La prévention des infections nosocomiales est au cœur des préoccupations du ministère de la Santé. En effet, elles seraient encore à l’origine de 3 500 à 4 000 décès. Le 21 janvier 2009, Roselyne Bachelot a dressé un premier bilan encourageant sur les mesures et instruments de contrôle mis en place depuis 1997 et présenté la publication du tableau de bord des infections nosocomiales dans les établissements de santé.

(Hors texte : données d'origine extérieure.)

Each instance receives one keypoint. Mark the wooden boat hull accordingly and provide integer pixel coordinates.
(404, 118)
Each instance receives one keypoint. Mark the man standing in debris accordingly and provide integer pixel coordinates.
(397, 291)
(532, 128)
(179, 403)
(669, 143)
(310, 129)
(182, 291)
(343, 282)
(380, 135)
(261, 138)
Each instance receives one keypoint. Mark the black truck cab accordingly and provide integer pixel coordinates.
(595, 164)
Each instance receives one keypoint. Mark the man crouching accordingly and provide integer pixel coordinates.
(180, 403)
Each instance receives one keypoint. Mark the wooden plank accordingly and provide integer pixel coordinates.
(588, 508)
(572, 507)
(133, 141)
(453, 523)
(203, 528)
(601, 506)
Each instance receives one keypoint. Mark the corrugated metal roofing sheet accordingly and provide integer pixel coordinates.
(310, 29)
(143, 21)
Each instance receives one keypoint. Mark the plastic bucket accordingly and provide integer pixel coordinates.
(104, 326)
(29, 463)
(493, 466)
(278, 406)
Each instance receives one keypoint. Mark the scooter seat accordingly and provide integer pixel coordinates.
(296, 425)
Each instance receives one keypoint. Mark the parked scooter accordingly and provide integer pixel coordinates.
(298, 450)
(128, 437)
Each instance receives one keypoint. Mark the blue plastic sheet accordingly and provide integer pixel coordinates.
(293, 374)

Il s’avère qu’entre 2005 et 2008, 75 % des établissements de santé ont doublé leur consommation annuelle en volume de solutions hydro-alcooliques. Par ailleurs, 100 % des établissements de santé disposent d’un livret d’accueil présentant le programme de lutte contre les infections nosocomiales, ont organisé le signalement, installé une commission des anti-infectieux et rédigé des protocoles de bon usage des antibiotiques avec suivi de leur consommation (lutte contre l’antibiorésistance).
Le premier objectif de ce nouveau programme est d’étendre la prévention des infections associées aux soins (AIS) à tous les secteurs de soins (hôpital, médico-social, ville). Doivent être réduites :
– l’incidence des bactériémies associées aux cathéters veineux centraux (CVC) en réanimation (< 1/1 000 jours d’exposition aux CVC) ;
– l’incidence des infections du site opératoire pour 100 actes, pour les patients à faible risque en chirurgie programmée (– 30 %) ;
– l’incidence des accidents exposant au sang pour les personnels (– 20 %) pour 100 admissions ;
– l’incidence des SARM (Staphylococcus aureus résistant à la méticilline) pour 1 000 journées d’hospitalisation (– 20 %) et maintien de la proportion des souches d’entérocoques faecium résistants aux glycopeptides inférieure à 2 %.
Le deuxième objectif concerne l’adaptation des programmes d’action aux spécificités des secteurs de soins et des catégories d’établissements ou de professionnels de santé. Pour ce faire, les agences régionales de santé (ARS) qui seront créées par la loi Hôpital patient santé territoire (discutée au Parlement en février 2009) veilleront « à la qualité et à la sécurité des actes médicaux, de la dispensation et de l’utilisation des produits de santé ainsi qu’aux prises en charge et accompagnements médicosociaux ». Dans cette logique, la mise en œuvre de la politique de prévention des IAS sera régionalisée.
Pour lutter plus efficacement contre les infections bactériennes, la sensibilisation sur la surconsommation d’antibiotiques, et le phénomène de surconsommation qu’elle entraîne, se poursuivra via un Plan pour la préservation de l’efficacité des antibiotiques. La consommation des enfants de moins de 6 ans est essentiellement visée.
Par ailleurs, le ministère de la Santé va mettre en place, dès mars 2009, une dizaine de nouveaux indicateurs, accessibles au grand public et qui permettront de mieux appréhender la qualité et la sécurité du système hospitalier.
Source
Conférence de presse de Roselyne Bachelot. Infections nosocomiales : nouvelles mesures de lutte et classement des établissements de santé. Mise en place des indicateurs de sécurité du patient et de qualité des soins. 21 janvier 2009.